If you are confused about the effect the sensor size makes to your image quality you are not alone. In this post, I try to explain a good part of these problems. I try to do that without any math. But I assume some basic background in photography.
We wish to learn about the effect of a smaller sensor size to the depth of field, the background blurriness and the noise. Those are important ingredients for the image quality. For portraits, we wish to have a noise free and blurry background. For night shots, we wish to have as little noise as possible.
Let us do a thought experiment to understand the topic. Imagine, we could make the world smaller by a factor of 2 in all dimensions. We would shrink a full frame camera to a 4/3 camera. The shrunken camera is then said to have a crop factor of 2. Note that we shrink everything to half its size: the sensor width and height (e.g. from 36 x 24 to 18 x 12), the focal length (e.g. from 50mm to 25mm) and the open width of the aperture at any given F stop (e.g. from 5mm to 2.5mm).
First of all, the angle of view remains exactly the same for our 25mm lens compared to the 50mm in full frame. So the image shows the same things as before, even if we would not shrink the world.
Moreover, the light that comes through the lens is only 1/4 of the light, since our aperture has only 1/4 of the area than before. But the distance to the sensor plane is only 1/2, and so we get the same amount of light per square mm. If we used film we would get the same exposure. That explains why we compute the F stop by dividing the aperture by the focal length. This stays the same in our shrunken camera. Thus we use F8 no matter what size of camera we have.
But some important things change.
(1) Our light is on the same level for the smaller camera. So each pixel gets only 1/4 of the light. Remember that the pixels are smaller too. But the pixels produce the same amount of noise. The noise does not depend much on the size of the pixel. Thus the noise level in relation to the signal strength for each pixel increases by quite an amount. We can say by a factor 4. The image gets noisier.
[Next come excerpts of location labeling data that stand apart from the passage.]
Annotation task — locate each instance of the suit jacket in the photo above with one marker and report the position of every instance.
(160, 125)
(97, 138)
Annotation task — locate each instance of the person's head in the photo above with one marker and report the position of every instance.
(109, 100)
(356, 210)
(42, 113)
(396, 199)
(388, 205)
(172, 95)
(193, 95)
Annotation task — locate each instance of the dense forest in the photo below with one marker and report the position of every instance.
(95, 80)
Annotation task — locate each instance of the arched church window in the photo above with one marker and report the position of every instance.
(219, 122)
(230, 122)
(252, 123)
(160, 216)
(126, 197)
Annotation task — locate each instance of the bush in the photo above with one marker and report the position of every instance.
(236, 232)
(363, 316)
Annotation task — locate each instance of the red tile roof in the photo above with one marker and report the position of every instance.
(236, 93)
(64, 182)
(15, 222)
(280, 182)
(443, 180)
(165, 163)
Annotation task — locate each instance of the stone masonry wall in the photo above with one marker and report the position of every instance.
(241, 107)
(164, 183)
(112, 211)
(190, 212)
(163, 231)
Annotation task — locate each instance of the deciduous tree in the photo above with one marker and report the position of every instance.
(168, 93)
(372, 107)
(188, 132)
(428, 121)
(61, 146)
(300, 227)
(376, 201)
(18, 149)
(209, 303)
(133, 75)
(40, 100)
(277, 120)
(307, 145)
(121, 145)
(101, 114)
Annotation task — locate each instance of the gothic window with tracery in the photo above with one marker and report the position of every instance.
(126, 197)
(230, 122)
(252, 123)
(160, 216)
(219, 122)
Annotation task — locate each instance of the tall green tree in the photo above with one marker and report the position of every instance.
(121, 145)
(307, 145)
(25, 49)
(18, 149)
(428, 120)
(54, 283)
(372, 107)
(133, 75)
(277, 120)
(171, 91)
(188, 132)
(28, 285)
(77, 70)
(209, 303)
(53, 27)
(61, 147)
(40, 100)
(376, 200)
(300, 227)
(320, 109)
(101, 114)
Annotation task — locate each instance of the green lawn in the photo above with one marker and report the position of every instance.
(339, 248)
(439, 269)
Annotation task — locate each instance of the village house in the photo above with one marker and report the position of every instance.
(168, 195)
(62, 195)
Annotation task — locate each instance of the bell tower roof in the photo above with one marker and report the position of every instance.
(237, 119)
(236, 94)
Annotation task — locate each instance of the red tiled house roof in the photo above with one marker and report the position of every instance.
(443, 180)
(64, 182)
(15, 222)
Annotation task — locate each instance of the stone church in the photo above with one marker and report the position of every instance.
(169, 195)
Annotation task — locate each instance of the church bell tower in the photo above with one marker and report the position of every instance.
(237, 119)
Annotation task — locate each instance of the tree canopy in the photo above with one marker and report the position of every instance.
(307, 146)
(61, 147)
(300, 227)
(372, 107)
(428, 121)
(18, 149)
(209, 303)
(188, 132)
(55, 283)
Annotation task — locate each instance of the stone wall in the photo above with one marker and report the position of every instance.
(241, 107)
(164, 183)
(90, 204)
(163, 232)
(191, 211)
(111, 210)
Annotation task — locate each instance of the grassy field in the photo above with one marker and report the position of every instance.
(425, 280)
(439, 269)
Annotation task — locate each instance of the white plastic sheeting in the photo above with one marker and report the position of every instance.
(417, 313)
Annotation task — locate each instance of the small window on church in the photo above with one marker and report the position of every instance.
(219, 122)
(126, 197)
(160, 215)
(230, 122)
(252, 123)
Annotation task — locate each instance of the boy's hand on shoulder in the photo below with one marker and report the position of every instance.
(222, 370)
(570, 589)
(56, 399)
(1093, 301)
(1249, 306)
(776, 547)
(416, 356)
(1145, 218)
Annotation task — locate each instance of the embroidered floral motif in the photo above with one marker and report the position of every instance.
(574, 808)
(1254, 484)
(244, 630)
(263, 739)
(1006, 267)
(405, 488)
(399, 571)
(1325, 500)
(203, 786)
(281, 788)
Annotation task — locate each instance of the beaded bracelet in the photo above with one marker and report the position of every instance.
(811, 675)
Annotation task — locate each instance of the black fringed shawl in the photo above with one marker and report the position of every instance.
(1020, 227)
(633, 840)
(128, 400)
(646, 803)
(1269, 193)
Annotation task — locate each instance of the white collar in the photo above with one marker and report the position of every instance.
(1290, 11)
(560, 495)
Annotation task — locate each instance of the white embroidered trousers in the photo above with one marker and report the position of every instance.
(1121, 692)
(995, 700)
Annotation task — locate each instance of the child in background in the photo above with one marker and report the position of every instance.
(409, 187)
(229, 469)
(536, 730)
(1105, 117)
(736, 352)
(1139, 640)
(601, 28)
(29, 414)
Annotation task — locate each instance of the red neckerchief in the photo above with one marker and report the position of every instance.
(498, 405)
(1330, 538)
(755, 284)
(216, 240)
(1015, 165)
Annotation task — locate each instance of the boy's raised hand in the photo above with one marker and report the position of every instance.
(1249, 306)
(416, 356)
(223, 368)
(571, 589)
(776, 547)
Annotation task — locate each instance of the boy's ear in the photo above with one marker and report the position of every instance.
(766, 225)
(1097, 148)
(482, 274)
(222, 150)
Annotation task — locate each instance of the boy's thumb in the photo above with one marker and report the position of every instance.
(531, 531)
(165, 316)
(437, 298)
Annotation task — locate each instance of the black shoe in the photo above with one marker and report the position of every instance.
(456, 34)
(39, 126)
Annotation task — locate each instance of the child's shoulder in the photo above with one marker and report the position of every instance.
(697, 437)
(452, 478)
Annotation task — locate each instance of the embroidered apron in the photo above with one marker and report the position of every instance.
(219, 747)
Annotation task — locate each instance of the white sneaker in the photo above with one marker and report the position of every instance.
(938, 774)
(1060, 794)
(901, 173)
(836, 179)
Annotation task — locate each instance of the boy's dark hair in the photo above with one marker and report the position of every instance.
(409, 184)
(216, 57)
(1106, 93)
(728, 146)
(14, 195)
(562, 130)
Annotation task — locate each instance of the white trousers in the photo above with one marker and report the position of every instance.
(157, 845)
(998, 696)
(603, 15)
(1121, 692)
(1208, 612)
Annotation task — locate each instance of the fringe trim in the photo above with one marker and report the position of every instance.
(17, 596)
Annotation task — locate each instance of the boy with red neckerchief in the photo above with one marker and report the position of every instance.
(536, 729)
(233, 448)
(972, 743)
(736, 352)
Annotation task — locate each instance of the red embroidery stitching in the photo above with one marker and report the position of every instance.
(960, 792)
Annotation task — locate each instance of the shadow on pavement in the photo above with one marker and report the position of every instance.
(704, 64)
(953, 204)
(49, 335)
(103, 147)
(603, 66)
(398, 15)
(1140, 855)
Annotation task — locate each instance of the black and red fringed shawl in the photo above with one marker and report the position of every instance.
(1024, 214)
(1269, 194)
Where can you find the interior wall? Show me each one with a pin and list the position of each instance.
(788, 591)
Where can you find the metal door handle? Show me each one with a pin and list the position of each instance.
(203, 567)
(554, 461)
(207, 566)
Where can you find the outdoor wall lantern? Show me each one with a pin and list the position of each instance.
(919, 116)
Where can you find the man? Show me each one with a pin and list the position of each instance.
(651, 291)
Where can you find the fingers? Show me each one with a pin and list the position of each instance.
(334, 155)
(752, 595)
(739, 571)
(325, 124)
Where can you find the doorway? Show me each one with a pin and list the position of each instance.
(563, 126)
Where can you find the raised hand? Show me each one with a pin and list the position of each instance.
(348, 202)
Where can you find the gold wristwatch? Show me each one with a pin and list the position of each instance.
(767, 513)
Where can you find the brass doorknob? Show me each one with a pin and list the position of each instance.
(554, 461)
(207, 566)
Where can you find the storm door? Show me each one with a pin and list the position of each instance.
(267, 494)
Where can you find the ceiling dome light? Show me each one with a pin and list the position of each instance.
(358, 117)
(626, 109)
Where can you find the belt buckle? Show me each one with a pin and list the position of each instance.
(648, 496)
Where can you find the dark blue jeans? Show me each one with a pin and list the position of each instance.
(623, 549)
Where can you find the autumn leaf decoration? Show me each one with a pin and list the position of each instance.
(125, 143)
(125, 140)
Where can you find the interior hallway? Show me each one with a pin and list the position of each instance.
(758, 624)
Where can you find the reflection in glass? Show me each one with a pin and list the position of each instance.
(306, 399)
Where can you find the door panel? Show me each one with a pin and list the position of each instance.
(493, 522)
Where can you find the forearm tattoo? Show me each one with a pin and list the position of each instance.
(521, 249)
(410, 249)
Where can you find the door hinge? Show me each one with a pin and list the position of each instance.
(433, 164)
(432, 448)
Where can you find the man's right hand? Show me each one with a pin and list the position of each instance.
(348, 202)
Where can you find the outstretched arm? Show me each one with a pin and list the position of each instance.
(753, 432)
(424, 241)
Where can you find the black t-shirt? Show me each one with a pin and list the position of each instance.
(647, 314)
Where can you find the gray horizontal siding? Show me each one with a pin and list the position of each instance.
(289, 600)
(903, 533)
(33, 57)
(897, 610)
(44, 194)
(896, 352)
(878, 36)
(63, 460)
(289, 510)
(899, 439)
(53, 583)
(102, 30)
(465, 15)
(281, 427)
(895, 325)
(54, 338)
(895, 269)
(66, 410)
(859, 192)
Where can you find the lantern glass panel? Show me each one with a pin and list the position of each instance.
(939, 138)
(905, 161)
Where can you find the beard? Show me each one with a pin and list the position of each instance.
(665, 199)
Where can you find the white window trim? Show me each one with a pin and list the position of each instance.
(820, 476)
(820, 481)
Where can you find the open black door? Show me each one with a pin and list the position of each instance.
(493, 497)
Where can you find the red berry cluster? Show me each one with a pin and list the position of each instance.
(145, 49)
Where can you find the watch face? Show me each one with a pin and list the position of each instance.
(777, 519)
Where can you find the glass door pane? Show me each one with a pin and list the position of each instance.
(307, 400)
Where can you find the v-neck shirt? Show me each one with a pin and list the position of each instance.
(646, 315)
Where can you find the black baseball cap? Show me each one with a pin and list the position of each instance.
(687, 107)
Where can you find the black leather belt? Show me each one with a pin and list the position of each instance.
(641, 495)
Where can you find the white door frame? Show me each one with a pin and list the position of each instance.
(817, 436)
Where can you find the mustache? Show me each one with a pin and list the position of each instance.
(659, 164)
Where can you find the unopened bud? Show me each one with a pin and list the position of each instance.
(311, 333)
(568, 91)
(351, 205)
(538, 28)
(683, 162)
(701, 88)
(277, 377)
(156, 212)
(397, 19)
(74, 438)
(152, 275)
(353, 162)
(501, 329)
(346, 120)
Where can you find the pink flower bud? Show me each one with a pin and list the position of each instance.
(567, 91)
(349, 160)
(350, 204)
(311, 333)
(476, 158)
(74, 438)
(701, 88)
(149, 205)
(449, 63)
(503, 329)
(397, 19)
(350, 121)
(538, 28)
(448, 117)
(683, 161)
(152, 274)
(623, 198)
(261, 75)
(2) The objects do not shrink or get closer by a factor of 2. If they would we’d get the same depth of field and blurriness in our image. But a man in 10 meters distance is still the same in the same distance. So we have to change our focus by moving the lens further to the sensor plane. Of course, the camera will do that for us automatically. The effect of this is known to any photographer and is quite obvious: If we focus on something further away the background gets sharper. For practical purposes we can say it gets twice as sharp when the distance is doubled.
What that means is that you get a less blurry background and more noise at the same settings.
That’s bad. The good point is that you also get a larger depth of field around the object if you need that.
To compensate for this you can double the aperture size, i.e., increase by two stops (e.g. from F4 to F2), and decrease your ISO by two stops to compensate (e.g. from ISO 400 to ISO 100). Your sensor will then get the same amount of light and your noise will be the same. Moreover, your background blurriness is the same too. It is a bit complicated to compute, but your depth of field around your object will also be approximately the same. You get the same image quality.
In terms of image quality for images with an object and a background, you can replace a full frame 80mm lens at ISO400 and F4 with a 40mm lens for your 4/3 system at ISO100 and F2.
But, of course, your full frame lens might allow you to shoot at ISO100 and F2. You have no chance to cope with this on a 4/3 system. For you would need ISO25 and F1. The full frame camera offers more opportunities. It is also more bulky and expensive.
If you do not care about the background or you want more sharpness all across the frame the small camera seems to favor you. But you still have more noise at the same settings.
In terms of noise for night photography or landscapes, you get the same noise with ISO400 on the full frame and with ISO100 on a 4/3 system. To compensate, you need more light by increasing the aperture or the exposure time.
By the way, measurements at various camera sites in the net confirm this finding. With the same F stop on the same image, the full frame camera can be shot at ISO 800, the APS-C camera at ISO 400 and the 4/3 camera at ISO 200, and all will produce the same noise. Pictures will still look different due to the different background blurriness.